Overview
There are different ways to deploy the models as an API - depending on the framework / type of model.
Model Deployment Options
TrueFoundry doesn’t provide any client side framework for model deployment. We believe there are a lot of great open-source frameworks to build inference services and we don’t want to build yet another one. This also helps avoid any vendor lock-in with TrueFoundry since you don’t need to change your code to deploy models on TrueFoundry or migrate to another platform.
TrueFoundry supports deploying models from different frameworks. You can deploy models from HuggingFace, or any custom models that you have logged in the TrueFoundry model registry or your own custom inference code in any of the frameworks. All model API deployments in TrueFoundry are abstractions on top of the Service Deployment feature. That’s why its highly recommended to get familiar with service deployment first.

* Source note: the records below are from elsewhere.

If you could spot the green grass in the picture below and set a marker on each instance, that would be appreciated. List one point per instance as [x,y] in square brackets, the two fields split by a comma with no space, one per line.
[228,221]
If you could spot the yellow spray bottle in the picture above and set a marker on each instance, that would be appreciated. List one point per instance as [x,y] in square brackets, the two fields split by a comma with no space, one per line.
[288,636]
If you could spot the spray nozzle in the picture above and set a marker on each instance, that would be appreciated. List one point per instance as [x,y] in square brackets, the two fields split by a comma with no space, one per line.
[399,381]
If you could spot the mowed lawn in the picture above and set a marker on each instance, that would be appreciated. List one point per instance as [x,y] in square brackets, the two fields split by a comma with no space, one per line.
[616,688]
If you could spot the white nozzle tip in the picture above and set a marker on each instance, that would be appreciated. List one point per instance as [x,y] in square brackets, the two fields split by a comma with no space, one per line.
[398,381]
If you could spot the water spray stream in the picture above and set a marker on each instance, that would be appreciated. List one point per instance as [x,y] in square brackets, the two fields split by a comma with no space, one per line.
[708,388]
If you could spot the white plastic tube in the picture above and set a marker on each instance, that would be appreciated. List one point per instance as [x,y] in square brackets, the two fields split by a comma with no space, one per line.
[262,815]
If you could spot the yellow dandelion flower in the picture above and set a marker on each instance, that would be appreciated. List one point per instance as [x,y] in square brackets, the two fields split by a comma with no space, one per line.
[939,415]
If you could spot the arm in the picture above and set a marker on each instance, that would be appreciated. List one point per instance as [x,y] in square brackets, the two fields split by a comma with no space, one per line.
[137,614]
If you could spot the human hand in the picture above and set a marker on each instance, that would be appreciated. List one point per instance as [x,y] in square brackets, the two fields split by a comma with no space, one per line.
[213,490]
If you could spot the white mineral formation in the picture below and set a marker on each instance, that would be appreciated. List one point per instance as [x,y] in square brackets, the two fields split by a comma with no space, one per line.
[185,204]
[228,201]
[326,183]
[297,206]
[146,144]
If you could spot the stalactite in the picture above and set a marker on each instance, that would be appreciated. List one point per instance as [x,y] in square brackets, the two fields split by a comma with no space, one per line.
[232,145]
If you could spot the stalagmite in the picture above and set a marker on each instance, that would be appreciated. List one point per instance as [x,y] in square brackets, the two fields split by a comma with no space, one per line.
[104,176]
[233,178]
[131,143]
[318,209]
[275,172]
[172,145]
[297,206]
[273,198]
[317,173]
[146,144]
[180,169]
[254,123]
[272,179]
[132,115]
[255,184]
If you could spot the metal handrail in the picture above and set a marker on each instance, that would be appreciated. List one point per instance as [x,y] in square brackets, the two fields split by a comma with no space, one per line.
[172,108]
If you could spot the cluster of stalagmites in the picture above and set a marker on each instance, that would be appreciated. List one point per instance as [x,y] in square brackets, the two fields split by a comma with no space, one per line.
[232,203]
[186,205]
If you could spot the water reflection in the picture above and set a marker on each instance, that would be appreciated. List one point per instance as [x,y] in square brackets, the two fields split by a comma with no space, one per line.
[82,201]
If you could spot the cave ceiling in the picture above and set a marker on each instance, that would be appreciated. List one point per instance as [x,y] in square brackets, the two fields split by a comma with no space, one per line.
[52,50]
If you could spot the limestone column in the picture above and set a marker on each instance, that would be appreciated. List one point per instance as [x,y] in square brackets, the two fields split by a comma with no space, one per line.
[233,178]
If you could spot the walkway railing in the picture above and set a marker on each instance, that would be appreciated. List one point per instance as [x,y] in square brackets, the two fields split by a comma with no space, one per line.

Bring your own inference code and model in any framework
TrueFoundry can deploy model inference code in any framework that you are using. Here are a few examples of deploying models in most commonly used frameworks and model servers:
HuggingFace
Deploy Transformers / Diffusers models with vLLM, SGLang, Nvidia Triton, etc.
Scikit Learn & XGBoost
Deploy Scikit Learn and XGBoost models with FastAPI or Nvidia PyTriton.
FastAPI
Most flexible option that can wrap any inference code.
LitServe
Wrap any model with LitServe with optional features like dynamic batching and advanced features.
AWS Multi Model Server
Deploy models with AWS Multi Model Server.
TorchServe
Deploy Pytorch models with TorchServe.
TensorFlow Serve
Deploy TensorFlow models with TensorFlow Serve.
Mlflow Serve
Deploy Mlflow models with Mlflow Serve.